Obviously, we can see from the above that <1, the image with low brightness can be stretched to see the details of the dim part. And> 1, the image with high brightness can be stretched to see the details of the bright part.
(3) piecewise linear transformation Functions
It can be used to stretch the contrast of a gray range.
3.4.2 histogram balancing
(1) histogram Concept
If the gray level [0, L-1] of the image, then the number of pixels of each gray level of the image, we call it the histogram of the image. The discrete function is used to represent H (the K-level gray level here, which is the number of pixels in the image. We often use the total number of pixels in the image (represented by N) to remove each of them to the normalized histogram. Therefore, a normalized histogram is given by P (Here K = 0, 1... L-1. Put simply, P (returns the probability of gray-level occurrence. Note that the sum of all parts of a normalized histogram is equal to 1.
From the histogram, we can see that the quality of the image is good or bad, obviously, the histogram distribution is relatively uniform, the image has a relatively contrast and changing gray tone. In turn, if the histogram of an image with uneven histograms is relatively uniform, the image quality may be improved. This is the histogram balanced image enhancement algorithm.
(2) histogram balancing
If the probability of gray-level appearance in an image is similar
N indicates the total number of pixels in the image, which is the number of pixels in the gray level, and l indicates the total number of pixels in the image, which proves the transformation.

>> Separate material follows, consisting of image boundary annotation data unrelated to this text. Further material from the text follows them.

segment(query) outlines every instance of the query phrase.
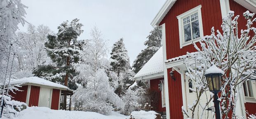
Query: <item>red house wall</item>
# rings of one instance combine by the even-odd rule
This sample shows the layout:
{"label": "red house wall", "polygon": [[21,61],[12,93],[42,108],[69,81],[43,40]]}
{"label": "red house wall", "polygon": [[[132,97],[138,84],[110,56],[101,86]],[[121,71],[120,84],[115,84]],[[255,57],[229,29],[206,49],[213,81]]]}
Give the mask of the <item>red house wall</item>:
{"label": "red house wall", "polygon": [[40,87],[31,86],[29,97],[28,106],[38,106],[39,101],[39,93],[40,93]]}
{"label": "red house wall", "polygon": [[53,110],[59,109],[59,101],[60,90],[53,89],[52,98],[52,104],[51,109]]}
{"label": "red house wall", "polygon": [[210,35],[211,29],[213,26],[216,30],[221,29],[220,26],[222,19],[220,0],[177,0],[160,23],[161,25],[165,23],[167,59],[185,55],[188,51],[196,51],[193,45],[186,46],[180,49],[177,16],[200,5],[204,35]]}
{"label": "red house wall", "polygon": [[[168,69],[167,72],[169,72],[171,70],[171,69]],[[171,119],[183,119],[183,114],[181,112],[183,102],[181,75],[176,71],[174,73],[175,81],[172,79],[169,75],[168,75],[170,118]]]}
{"label": "red house wall", "polygon": [[[229,5],[230,10],[235,11],[235,16],[237,15],[240,16],[240,19],[238,19],[237,21],[238,22],[238,31],[240,31],[241,29],[246,29],[247,28],[245,25],[247,23],[247,20],[243,16],[243,14],[248,10],[247,9],[232,0],[229,0]],[[255,23],[254,23],[253,26],[256,27],[256,25]],[[254,35],[254,34],[251,33],[250,35],[252,36]],[[247,110],[249,114],[255,114],[256,113],[256,108],[255,107],[256,107],[256,103],[244,103],[244,106],[245,107],[245,110]]]}
{"label": "red house wall", "polygon": [[256,103],[244,103],[244,106],[245,106],[245,110],[248,111],[249,114],[256,114]]}
{"label": "red house wall", "polygon": [[[159,90],[158,89],[158,83],[160,80],[163,80],[164,78],[159,78],[154,79],[152,79],[150,80],[150,90],[156,91],[158,91],[159,93],[159,96],[158,96],[158,102],[157,107],[156,107],[155,110],[156,111],[159,111],[159,112],[165,112],[166,109],[165,107],[162,107],[162,94],[161,93],[161,91]],[[153,105],[155,106],[155,105]]]}
{"label": "red house wall", "polygon": [[21,87],[19,87],[19,89],[22,91],[14,91],[14,92],[16,94],[15,94],[11,91],[10,92],[10,94],[12,97],[13,97],[13,98],[12,98],[12,99],[16,101],[26,103],[26,100],[27,99],[28,87],[28,86],[23,86]]}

The transformed image histogram is balanced, or the histogram is linear.
3.4.3 retinix Algorithm
Generally, we can regard an image as the product of incident light (L) and reflected light (R), and l as an interference that affects image quality (such as haze and dim light ), R can be regarded as a clear image without interference, that is, the obtained image can be regarded as the product of clean images and noise.
S (x, y) = R (x, y) * l (x, y) (1)
S is the image affected by noise, r is the image to be cleaned, and L is the noise.
Obtain the logarithm of (1) on both sides:
R (x, y) = S (x, y) + L (x, y)
S (x, y) = Log (S (x, y); R (x, y) = Log (R (x, y); L (x, y) = Log (L (x, y ))
Because S (X, Y) is known, the key is how to calculate L (x, y ). Generally, we perform a strong filter on S (x, y) to obtain the approximate L (x, y), so as to solve the division of R (x, y ).